Pour Dayen, le pire est certainement à venir, car la tarification par IA dans cinq ans ne sera plus la même qu’aujourd’hui. Les compagnies aériennes ont été à l’avant-garde de toutes les innovations tarifaires des 30 dernières années, des frais cachés à la tarification différenciée en passant par les programmes de fidélité, rappelle-t-il. Quel sera le prochain défi ? Fetcherr, qui a levé 90 millions de dollars en 2024 et 42 millions supplémentaires cette année, l’affirmait  clairement sur son site web : « hyper-personnalisation à grande échelle ». Robby Nissan, cofondateur de Fetcherr, a déclaré publiquement que ses systèmes d’IA peuvent « manipuler le marché pour accroître les profits »

Les autres entreprises de conseil en tarification comme Flyr, Pros ou Air Price IQ (toutes positionnées surtout sur le segment de la tarification aérienne) tiennent le même discours : maximiser la disposition à payer des voyageurs en analysant des masses de données. Quand on souhaite prendre un billet d’avion pour Noël, il est devenu impossible de prévoir le prix ou de les comparer. A l’avenir, cela risque d’être Noël tous les jours, sauf pour les consommateurs. Pire, suggère Dayen, à terme, ces conseils en tarification pourraient également permettre aux entreprises aériennes d’ajuster leurs itinéraires pour éviter la concurrence, afin de pouvoir pratiquer les tarifs qu’elles souhaitent. Ajoutez à cela les agents IA qui prendront vos billets d’avion à votre place… et nul ne pourra être certain d’être assuré que les robots agissent dans l’intérêt des consommateurs ou des détaillants partenaires des entreprises d’IA qui fourniront les agents. 
Au consommateurs de réagir, conclut Dayen.

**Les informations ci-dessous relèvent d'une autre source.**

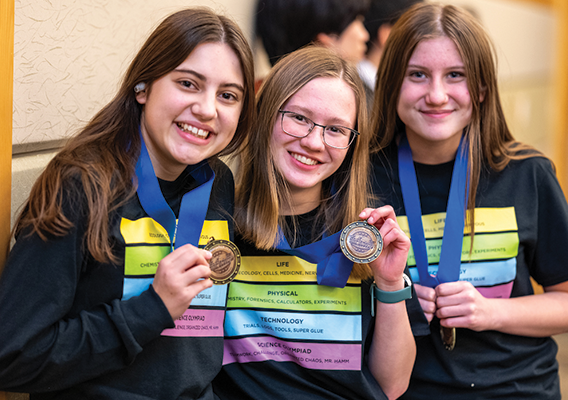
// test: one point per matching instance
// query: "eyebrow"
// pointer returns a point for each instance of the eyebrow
(304, 110)
(423, 67)
(204, 78)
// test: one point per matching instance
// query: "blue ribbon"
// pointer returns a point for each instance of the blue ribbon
(194, 204)
(333, 268)
(452, 240)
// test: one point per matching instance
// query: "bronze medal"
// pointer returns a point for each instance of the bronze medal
(448, 337)
(361, 242)
(225, 262)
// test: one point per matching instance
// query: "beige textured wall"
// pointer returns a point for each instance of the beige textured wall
(69, 56)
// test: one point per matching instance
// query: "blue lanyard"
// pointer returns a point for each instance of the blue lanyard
(452, 240)
(333, 268)
(194, 203)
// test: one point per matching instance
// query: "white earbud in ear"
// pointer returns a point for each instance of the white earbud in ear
(139, 87)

Ils détiennent les ressources financières dont les entreprises ont besoin pour prospérer. « Il est encore possible que l’on assiste à un retour à une tarification basée sur les coûts », déclare la sociologue Lindsay Owens,  qui prépare un livre consacré à cette nouvelle ère de la tarification pour 2026 (Gouged : The End of a Fair Price in America, Arnaqués : la fin du juste prix en Amérique). « C’est ainsi que les entreprises ont fonctionné pendant des décennies… Un monde où la tarification est transparente, publique et prévisible est encore envisageable. » On voudrait y croire.